2. Les bailleurs ont accepté le principe du renouvellement mais sollicité la fixation du loyer du bail renouvelé à un prix déplafonné et, après notification d'un mémoire, ont assigné la locataire devant le juge des loyers commerciaux.
Motivations de la décision
3. En application de l'article 1014, alinéa 2, du code de procédure civile, il n'y a pas lieu de statuer par une décision spécialement motivée sur ces griefs qui ne sont manifestement pas de nature à entraîner la cassation.
Réponse de la Cour
5. Selon l'article L. 145-34, alinéa 1er, du code de commerce, à moins d'une modification notable des éléments mentionnés aux 1° à 4° de l'article L. 145-33, le taux de variation du loyer applicable lors de la prise d'effet du bail à renouveler, si sa durée n'est pas supérieure à neuf ans, ne peut excéder la variation, intervenue depuis la fixation initiale du loyer du bail expiré, de l'indice trimestriel des loyers commerciaux ou de l'indice trimestriel des loyers des activités tertiaires mentionnés aux premier et deuxième alinéas de l'article L. 112-2 du code monétaire et financier, publiés par l'Institut national de la statistique et des études économiques.

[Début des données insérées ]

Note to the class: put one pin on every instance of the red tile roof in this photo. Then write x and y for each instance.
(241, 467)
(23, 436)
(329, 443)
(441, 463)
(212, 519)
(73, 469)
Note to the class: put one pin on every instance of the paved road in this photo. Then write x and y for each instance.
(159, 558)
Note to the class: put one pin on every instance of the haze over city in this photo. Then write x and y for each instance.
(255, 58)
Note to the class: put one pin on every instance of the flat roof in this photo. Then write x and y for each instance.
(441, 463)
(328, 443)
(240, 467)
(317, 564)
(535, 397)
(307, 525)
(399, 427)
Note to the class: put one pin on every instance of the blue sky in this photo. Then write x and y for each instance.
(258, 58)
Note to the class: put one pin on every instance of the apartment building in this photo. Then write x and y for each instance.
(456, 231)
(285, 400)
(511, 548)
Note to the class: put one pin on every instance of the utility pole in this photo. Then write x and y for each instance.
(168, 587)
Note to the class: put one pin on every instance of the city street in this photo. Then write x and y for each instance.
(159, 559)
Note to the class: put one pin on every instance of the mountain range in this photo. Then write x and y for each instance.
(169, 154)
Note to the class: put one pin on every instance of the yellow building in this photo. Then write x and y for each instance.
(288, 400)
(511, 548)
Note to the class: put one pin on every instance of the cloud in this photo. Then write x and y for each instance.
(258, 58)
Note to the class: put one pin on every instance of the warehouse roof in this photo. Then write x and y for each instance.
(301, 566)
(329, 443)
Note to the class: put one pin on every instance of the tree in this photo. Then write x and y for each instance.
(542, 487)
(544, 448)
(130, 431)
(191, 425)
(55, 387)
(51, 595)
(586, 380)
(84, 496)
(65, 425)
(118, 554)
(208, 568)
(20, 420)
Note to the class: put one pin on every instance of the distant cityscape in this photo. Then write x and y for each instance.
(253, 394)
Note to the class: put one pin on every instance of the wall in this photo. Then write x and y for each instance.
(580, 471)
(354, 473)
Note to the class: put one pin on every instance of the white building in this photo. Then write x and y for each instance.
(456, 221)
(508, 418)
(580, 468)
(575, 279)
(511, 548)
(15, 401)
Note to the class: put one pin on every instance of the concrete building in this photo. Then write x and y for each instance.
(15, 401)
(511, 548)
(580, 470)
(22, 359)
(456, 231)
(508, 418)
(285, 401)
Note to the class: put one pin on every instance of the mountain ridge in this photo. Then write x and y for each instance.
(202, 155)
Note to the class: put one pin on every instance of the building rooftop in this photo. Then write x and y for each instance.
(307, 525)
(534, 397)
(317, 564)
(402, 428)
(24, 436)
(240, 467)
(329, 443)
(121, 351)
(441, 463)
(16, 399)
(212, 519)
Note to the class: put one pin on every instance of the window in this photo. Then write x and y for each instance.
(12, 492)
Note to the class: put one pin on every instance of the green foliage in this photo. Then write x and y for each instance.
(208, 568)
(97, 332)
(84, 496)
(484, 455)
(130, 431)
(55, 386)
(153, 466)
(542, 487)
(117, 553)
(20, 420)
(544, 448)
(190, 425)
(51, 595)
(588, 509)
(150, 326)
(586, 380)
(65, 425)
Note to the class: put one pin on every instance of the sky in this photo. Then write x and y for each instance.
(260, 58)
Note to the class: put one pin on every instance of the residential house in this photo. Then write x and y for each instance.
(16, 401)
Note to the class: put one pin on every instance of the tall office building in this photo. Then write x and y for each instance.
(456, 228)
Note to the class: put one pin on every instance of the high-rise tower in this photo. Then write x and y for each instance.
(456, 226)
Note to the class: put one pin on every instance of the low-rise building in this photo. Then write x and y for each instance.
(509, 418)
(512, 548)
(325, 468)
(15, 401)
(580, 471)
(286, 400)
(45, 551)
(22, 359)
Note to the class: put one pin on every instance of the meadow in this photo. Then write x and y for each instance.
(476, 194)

6. Selon les articles L. 145-33, 3°, et R. 145-8 du code de commerce, les obligations respectives des parties, découlant de la loi et génératrices de charges pour l'une ou l'autre partie depuis la dernière fixation du prix, peuvent être invoquées par celui qui est tenu de les assumer.

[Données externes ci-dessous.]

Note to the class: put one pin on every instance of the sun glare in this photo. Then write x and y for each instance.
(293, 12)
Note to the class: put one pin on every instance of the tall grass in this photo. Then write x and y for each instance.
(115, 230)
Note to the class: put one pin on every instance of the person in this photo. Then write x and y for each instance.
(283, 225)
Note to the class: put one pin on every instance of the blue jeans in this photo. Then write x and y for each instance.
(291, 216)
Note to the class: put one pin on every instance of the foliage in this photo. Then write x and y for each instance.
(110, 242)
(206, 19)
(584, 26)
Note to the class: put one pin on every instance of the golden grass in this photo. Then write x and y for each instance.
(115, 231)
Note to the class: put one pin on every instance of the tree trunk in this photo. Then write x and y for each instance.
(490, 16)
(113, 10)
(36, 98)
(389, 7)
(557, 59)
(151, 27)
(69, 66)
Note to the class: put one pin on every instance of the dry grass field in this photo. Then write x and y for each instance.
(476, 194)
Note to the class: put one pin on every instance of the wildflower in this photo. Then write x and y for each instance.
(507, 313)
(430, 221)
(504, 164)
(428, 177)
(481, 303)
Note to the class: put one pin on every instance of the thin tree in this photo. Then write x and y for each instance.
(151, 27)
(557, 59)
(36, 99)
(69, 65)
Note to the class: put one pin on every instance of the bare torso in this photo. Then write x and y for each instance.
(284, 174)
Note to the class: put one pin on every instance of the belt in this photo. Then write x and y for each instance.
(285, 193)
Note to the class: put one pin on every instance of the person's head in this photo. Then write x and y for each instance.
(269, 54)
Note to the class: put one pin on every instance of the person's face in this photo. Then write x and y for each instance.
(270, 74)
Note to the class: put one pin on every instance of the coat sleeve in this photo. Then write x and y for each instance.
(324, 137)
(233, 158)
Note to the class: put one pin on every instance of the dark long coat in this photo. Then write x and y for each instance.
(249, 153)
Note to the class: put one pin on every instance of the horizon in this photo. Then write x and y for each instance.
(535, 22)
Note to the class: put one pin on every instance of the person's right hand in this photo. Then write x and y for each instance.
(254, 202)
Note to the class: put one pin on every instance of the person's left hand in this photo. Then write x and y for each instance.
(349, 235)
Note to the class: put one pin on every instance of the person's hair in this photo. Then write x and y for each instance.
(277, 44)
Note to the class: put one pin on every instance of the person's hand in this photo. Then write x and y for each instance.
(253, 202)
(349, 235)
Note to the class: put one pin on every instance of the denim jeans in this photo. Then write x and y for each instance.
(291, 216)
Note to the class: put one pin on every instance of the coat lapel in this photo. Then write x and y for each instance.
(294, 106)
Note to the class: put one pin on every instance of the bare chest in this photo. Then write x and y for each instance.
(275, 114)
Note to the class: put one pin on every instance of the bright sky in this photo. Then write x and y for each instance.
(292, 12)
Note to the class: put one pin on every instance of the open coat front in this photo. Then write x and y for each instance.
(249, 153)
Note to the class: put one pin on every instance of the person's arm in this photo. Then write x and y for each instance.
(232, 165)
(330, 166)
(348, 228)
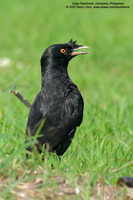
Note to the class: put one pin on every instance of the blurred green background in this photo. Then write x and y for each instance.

7. Dès lors, la création, au cours du bail expiré, d'une obligation légale nouvelle à la charge du bailleur est un élément à prendre en considération pour la fixation du prix du bail commercial.
8. Tel est le cas de l'obligation du bailleur, imposée par l'article 58 de la loi n° 2014-366 du 24 mars 2014 et figurant désormais à l'article 9-1 de la loi n° 65-557 du 10 juillet 1965 fixant le statut de la copropriété des immeubles bâtis, de s'assurer contre les risques de responsabilité civile dont il doit répondre en sa qualité de copropriétaire non-occupant.

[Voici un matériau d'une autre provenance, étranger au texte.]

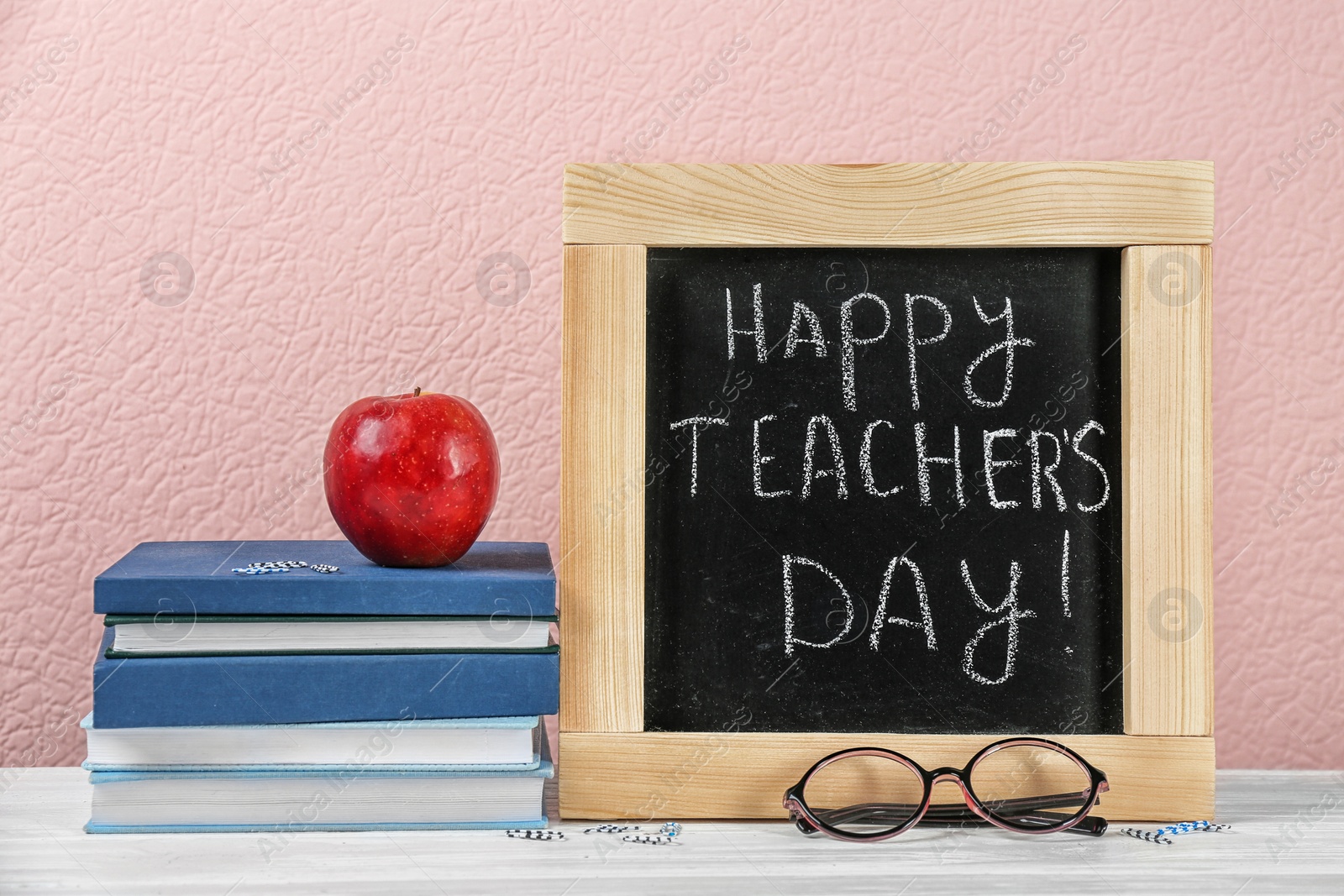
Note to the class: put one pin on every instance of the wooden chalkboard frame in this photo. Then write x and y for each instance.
(1162, 212)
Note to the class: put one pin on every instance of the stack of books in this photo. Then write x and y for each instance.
(295, 685)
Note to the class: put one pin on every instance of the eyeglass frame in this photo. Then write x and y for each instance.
(951, 813)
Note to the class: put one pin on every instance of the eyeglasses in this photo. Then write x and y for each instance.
(1021, 783)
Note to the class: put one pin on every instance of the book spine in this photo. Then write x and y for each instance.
(324, 595)
(242, 691)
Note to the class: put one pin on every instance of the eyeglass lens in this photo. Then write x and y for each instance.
(864, 795)
(1032, 786)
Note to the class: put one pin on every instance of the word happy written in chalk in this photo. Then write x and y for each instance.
(1021, 464)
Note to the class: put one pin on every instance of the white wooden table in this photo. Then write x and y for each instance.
(1288, 837)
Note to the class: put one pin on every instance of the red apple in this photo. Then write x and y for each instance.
(412, 479)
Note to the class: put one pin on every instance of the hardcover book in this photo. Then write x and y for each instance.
(315, 799)
(147, 692)
(402, 745)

9. Ayant retenu, à bon droit, qu'il devait être tenu compte de la charge légale nouvelle, tenant à l'obligation de souscrire une assurance de responsabilité civile du copropriétaire non-occupant, à laquelle les bailleurs étaient tenus, depuis 2014, pour la fixation du loyer du bail renouvelé en 2015, peu important que cette assurance ait été volontairement souscrite auparavant, la cour d'appel, qui a souverainement estimé que l'augmentation des charges supportées par les bailleurs, à raison de leurs obligations légales, qui, cumulées, avaient abouti à une baisse du revenu locatif de 27,97 % au cours du bail expiré, constituait une modification notable des obligations des parties au cours du bail expiré, en a exactement déduit que le loyer du bail renouvelé devait être fixé selon les règles du déplafonnement.
10. Le moyen n'est donc pas fondé.
Dispositif
PAR CES MOTIFS, la Cour :
REJETTE le pourvoi ;
Condamne Mme [J] aux dépens ;
En application de l'article 700 du code de procédure civile, rejette la demande formée par Mme [J] et la condamne à payer à MM. [X] et [R] [H] la somme globale de 3 000 euros ;
Ainsi fait et jugé par la Cour de cassation, troisième chambre civile, et prononcé par le président en son audience publique du vingt-trois janvier deux mille vingt-cinq.